Coordination Patterns: Choreography vs Orchestration to Tame Exponential Complexity
Scaling from one agent to five explodes complexity from 0 to at least 10 coordination points, each a potential race condition or failure—25x harder overall. A production credit decisioning system with five agents (credit score, income verification, risk assessment, fraud detection, approval) deployed in 3 days saw 20% incorrect risk ratings because the risk agent read stale cache data (750 score written, but 680 read 500ms later due to failed invalidation). Fix by choosing patterns deliberately.
Choreography suits simple, event-driven workflows with high autonomy: agents publish/subscribe to events (e.g., research-completed triggers analysis-ready) via message bus, enabling loose coupling and easy agent addition. But debugging fails silently without bulletproof observability—avoid unless tracing events end-to-end.
Orchestration fits complex dependencies, stable workflows, and rollback needs (e.g., financial services): central orchestrator (like LangGraph in Databricks Mosaic AI Agent Framework) manages DAGs, state, parallelism, retries. Agents stay dumb—input in, output out—no direct calls. Provides full execution graph visibility, single dashboard, easy tracing.
Decision framework: Simple workflow + high autonomy = choreography; complex + low autonomy = orchestration; complex + high autonomy = hybrid with sagas. Use this matrix to prevent regret—teams defaulting to 'agentic' choreography burn months firefighting.
Immutable State Snapshots and Data Contracts Eliminate Races
Shared mutable state causes lost updates: two agents read 680 score, one writes 750, other 720—last write wins.
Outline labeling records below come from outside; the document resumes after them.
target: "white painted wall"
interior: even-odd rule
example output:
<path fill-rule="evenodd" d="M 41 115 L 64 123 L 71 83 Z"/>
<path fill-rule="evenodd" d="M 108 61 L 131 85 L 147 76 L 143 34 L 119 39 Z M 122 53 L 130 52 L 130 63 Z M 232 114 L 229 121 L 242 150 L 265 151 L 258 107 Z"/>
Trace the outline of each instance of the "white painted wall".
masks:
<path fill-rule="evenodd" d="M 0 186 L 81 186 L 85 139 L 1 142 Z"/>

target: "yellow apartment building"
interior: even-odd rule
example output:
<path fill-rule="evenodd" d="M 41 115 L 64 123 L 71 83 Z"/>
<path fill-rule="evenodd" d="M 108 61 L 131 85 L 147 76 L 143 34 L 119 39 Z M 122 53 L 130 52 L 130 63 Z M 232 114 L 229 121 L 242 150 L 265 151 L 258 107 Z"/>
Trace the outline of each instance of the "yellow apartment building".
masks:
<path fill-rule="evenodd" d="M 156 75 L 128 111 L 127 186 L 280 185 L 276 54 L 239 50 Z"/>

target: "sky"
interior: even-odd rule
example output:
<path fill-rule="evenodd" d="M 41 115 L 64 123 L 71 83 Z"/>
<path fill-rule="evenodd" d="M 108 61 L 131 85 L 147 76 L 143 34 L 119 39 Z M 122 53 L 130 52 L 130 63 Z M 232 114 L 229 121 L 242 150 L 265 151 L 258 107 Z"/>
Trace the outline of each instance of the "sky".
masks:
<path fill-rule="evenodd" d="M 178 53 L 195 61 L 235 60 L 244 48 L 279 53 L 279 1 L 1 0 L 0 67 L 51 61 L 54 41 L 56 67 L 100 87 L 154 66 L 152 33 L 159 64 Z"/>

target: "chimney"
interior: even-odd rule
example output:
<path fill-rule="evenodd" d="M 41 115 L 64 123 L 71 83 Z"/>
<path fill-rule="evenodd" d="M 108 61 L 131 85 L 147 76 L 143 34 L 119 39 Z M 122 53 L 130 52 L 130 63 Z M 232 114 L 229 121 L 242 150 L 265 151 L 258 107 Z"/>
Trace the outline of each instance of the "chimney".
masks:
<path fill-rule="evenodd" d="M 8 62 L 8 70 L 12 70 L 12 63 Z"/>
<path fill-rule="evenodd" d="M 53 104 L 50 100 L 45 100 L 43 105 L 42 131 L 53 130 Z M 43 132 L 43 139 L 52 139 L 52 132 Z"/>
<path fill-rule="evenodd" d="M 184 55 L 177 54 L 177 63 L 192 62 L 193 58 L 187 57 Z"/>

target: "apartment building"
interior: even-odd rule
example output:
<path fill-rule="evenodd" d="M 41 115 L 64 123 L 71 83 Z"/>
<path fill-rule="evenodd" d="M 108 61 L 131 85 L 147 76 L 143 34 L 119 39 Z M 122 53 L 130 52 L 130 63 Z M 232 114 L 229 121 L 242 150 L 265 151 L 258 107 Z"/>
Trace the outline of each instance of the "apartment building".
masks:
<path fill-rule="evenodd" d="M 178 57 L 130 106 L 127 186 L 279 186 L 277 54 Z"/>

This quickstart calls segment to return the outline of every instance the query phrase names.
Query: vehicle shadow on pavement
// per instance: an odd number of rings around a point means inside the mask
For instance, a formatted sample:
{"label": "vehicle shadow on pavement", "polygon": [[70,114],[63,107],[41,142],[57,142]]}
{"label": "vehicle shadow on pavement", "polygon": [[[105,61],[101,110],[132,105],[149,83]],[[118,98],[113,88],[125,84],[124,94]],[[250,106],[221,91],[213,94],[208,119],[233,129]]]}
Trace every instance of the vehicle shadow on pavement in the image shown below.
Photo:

Databases offer row locks/isolation, but defaults ship races to production.
Instead, use immutable snapshots with versioning: agents produce sealed state objects (frozen Python dataclass with version, payload, creator). Handoffs validate schema (data contracts), increment version, append as new row in orchestrator's append-only log (e.g., Delta Lake table). No updates—only inserts. Trace lineage: binary search versions to debug (e.g., version 7 bad? Check 6→5).
Contracts enforce boundaries: research agent outputs {findings, confidence, sources}; analysis rejects if confidence <0.7. Register in Unity Catalog for versioning/governance. Outcome: no stale reads, clear evolution, audit replay—race conditions impossible.
Failure Recovery: Circuit Breakers and Saga Compensation for 24/7 Reliability
Agents fail (LLM timeouts, rate limits)—design for it. Circuit breaker per agent call: 5 consecutive failures open circuit (fail fast, no bombardment); 60s timeout → half-open (test one request); success closes, failure reopens. Log transitions in MLflow; enforce at serving (Databricks Model Serving/AI Gateway). Prevents cascades—one down, degrade gracefully (skip, cache, alert).
Saga compensation for partial failures: each agent has execute() and compensate() (reversible ops). Orchestrator tracks executed list; on fail, reverse-call compensates (e.g., analysis deletes draft, research clears cache). Restores initial state, provides transactions over distributed agents—essential for finance.
Production Architecture: Databricks Stack for Billions of Transactions
Orchestrator (LangGraph) holds workflow engine/state store, queries observability. Calls agents (Unity Catalog functions/models in SQL/Python) via serving layer (circuit breakers, retries). State versions → immutable Delta rows, tied to MLflow traces (latency, inputs/outputs, tokens, LLM judges). Unity Catalog governs/lineages data/agents. Agent Brakes packages patterns. Result: 24/7 across billions, full control—handles parallelism, rollbacks, debugging.